Europäische Zentralbank läßt Zinsen weiterhin unangetastet   
11/02/2004 01:04

Die Zinsentscheidungen der Bank of England (BoE) und Europäischen Zentralbank (EZB) sind am Donnerstag, 5. Februar 2004, wie von den Experten erwartet ausgefallen. Trotz der anhaltenden Diskussion um eine Zinssenkung als Reaktion auf die aktuelle Euro-Stärke beließ die EZB den wichtigsten Zinssatz bei 2,0 Prozent. Die Bank von England (BoE) hat dagegen am Donnerstag den Leitzins erwartungsgemäß um 25 Basispunkte auf 4,00 % angehoben.

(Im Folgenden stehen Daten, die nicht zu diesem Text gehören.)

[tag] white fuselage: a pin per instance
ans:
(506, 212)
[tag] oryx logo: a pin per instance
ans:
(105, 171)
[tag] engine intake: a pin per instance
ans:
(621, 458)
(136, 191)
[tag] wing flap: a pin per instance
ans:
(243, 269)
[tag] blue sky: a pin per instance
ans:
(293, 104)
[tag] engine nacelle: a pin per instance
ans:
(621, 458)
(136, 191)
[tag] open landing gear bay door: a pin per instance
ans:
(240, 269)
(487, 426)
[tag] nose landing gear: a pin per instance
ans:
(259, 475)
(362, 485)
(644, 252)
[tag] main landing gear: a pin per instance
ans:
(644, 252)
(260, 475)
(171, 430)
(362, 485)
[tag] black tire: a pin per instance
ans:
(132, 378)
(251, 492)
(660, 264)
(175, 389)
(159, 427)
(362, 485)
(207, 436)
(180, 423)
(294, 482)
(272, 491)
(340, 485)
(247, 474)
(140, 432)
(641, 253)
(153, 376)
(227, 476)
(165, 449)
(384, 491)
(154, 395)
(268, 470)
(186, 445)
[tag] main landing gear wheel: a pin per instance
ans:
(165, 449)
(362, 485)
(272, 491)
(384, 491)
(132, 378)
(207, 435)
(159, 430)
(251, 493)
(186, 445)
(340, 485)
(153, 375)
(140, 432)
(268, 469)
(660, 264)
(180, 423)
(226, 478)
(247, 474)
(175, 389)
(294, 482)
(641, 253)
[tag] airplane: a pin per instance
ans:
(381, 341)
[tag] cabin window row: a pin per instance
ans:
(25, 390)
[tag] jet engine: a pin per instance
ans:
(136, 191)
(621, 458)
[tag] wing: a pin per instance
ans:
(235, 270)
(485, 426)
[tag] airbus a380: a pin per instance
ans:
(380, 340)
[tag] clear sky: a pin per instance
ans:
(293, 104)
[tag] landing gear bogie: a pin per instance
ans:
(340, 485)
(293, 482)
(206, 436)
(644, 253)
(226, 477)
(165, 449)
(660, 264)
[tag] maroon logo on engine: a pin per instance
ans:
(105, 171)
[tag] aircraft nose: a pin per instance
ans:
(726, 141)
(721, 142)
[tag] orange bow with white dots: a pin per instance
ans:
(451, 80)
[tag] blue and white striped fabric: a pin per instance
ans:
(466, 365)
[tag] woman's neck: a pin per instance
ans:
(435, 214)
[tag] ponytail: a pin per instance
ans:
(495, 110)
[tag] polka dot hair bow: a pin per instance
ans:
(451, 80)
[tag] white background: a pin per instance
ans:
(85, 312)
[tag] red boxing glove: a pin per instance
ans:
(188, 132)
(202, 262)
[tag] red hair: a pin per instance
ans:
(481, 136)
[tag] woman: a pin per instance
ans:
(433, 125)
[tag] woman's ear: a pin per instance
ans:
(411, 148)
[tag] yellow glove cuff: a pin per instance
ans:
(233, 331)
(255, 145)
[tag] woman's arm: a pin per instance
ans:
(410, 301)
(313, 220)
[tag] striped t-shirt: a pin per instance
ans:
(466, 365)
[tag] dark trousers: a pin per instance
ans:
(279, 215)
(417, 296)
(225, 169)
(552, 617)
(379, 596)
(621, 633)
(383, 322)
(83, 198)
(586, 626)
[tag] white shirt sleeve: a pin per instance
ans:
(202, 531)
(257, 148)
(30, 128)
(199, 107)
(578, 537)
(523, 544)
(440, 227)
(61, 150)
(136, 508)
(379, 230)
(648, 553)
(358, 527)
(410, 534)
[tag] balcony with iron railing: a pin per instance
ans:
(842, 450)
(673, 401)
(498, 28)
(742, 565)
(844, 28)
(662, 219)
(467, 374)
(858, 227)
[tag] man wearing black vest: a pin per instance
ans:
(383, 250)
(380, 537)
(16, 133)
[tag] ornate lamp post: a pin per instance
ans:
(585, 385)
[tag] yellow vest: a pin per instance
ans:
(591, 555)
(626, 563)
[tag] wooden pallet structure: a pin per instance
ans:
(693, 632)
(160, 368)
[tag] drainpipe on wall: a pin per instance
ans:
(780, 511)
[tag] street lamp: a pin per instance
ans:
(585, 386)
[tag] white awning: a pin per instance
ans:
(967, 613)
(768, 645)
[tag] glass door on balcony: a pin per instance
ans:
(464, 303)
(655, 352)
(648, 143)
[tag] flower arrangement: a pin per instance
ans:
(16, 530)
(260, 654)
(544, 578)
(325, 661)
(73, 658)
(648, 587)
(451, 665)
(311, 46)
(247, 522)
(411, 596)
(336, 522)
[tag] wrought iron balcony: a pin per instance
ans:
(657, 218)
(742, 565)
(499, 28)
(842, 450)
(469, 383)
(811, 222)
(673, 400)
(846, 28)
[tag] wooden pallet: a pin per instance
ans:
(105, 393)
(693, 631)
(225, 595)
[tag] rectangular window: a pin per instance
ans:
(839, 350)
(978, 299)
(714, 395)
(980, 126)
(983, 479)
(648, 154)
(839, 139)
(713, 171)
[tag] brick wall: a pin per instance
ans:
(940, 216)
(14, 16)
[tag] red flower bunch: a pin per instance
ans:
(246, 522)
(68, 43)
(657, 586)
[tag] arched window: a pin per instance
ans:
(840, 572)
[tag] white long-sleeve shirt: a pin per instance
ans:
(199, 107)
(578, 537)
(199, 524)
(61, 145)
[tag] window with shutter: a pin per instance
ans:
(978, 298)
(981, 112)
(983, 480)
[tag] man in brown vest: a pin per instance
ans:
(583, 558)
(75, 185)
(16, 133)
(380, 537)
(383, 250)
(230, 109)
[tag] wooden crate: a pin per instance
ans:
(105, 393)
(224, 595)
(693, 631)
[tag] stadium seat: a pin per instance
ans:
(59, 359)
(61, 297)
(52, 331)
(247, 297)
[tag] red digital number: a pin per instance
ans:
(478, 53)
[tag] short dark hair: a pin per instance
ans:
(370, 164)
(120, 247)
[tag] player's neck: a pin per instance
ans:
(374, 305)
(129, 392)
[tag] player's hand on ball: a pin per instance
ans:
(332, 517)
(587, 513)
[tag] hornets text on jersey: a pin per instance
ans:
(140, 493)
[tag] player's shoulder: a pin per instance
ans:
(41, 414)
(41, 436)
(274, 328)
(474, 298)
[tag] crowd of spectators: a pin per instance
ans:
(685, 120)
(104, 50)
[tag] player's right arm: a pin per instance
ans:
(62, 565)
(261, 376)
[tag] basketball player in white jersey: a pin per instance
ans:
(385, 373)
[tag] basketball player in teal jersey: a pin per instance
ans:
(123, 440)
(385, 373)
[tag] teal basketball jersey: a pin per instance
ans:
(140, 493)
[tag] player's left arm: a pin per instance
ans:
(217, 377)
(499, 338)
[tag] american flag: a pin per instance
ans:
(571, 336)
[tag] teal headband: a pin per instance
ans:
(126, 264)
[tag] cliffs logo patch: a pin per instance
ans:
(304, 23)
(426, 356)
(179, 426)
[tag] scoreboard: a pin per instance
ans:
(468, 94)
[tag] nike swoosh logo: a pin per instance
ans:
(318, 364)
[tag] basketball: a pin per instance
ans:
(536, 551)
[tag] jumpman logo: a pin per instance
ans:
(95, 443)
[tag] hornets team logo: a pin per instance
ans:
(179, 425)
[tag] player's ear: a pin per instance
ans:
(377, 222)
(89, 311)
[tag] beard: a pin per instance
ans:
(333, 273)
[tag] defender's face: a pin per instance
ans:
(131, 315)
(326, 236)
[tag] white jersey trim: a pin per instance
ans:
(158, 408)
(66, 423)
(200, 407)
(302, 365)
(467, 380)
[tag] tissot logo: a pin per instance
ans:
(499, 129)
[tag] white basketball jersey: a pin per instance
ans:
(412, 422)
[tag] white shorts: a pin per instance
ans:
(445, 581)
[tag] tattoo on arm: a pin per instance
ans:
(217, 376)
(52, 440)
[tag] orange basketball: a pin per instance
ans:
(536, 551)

Die Europäische Zentralbank (EZB) will den wirtschaftlichen Erholungsprozess in Europa mit einem weiter niedrigen Zinsniveau unterstützen. „Wir meinen, dass der Aufschwung seit dem dritten Quartal des letzten Jahres läuft“, sagte EZB-Präsident Trichet. Es gebe ein robustes Wachstum bei den wichtigsten Handelspartnern, das die Exportnachfrage ankurbele. „Die Bedingungen für eine anziehende Binnennachfrage sind ebenfalls günstig.“ Etwas belastend wirke sich hingegen die gesunkene Wettbewerbsfähigkeit durch den gestiegenen Eurokurs aus. Schließlich erwartet Trichet, dass der bislang zurückhaltende Konsum der privaten Haushalte allmählich anziehe. „Die Strukturreformen sind für alle gut, jeder Bürger steht besser da, wenn wir weitere Fortschritte machen.“
Außerdem werde nach Ansicht Trichets die für europäische Zwecke harmonisierte Inflationsrate im Laufe des Jahres unter die Marke von 2,0 Prozent fallen und damit Preisstabilität signalisieren. Der starke Euro würde dabei über niedrige Importpreise Inflationsrisiken ausgleichen.

Volkswirte bezeichneten die Kommentare die EZB als wenig überraschend. Die EZB halte im Wesentlichen an ihrer Einschätzung der Wirtschafts- und Preisentwicklung fest. Außerdem hatten Volkswirte einen Tag vor dem Treffen der führenden Industrienationen in Florida/USA (G-7) auch keinen Zinsschritt der Währungshüter erwartet. Die Finanzmärkte erhofften sich von dem G-7-Treffen ein klares Signal zur Währungsentwicklung von Euro und US-Dollar. «Alle Partner müssen ihre Hausaufgaben machen», sagte Trichet mit Blick über den Atlantik. Sollte der Euro nach dem Gipfel weiter steigen und die Marke von 1,30 Dollar überschreiten, könnte die EZB in den kommenden Monaten eingreifen. Die Mehrheit der EZB-Beobachter rechnet mit einer ersten Zinserhöhung allerdings im Herbst dieses Jahres oder erst Anfang 2005. Damit wäre seit der letzten Bewegung der Leitzinsen etwa ein Jahr vergangen. Die EZB hatte ihren Refi-Satz zuletzt im Juni 2003 um 50 Basispunkte gesenkt.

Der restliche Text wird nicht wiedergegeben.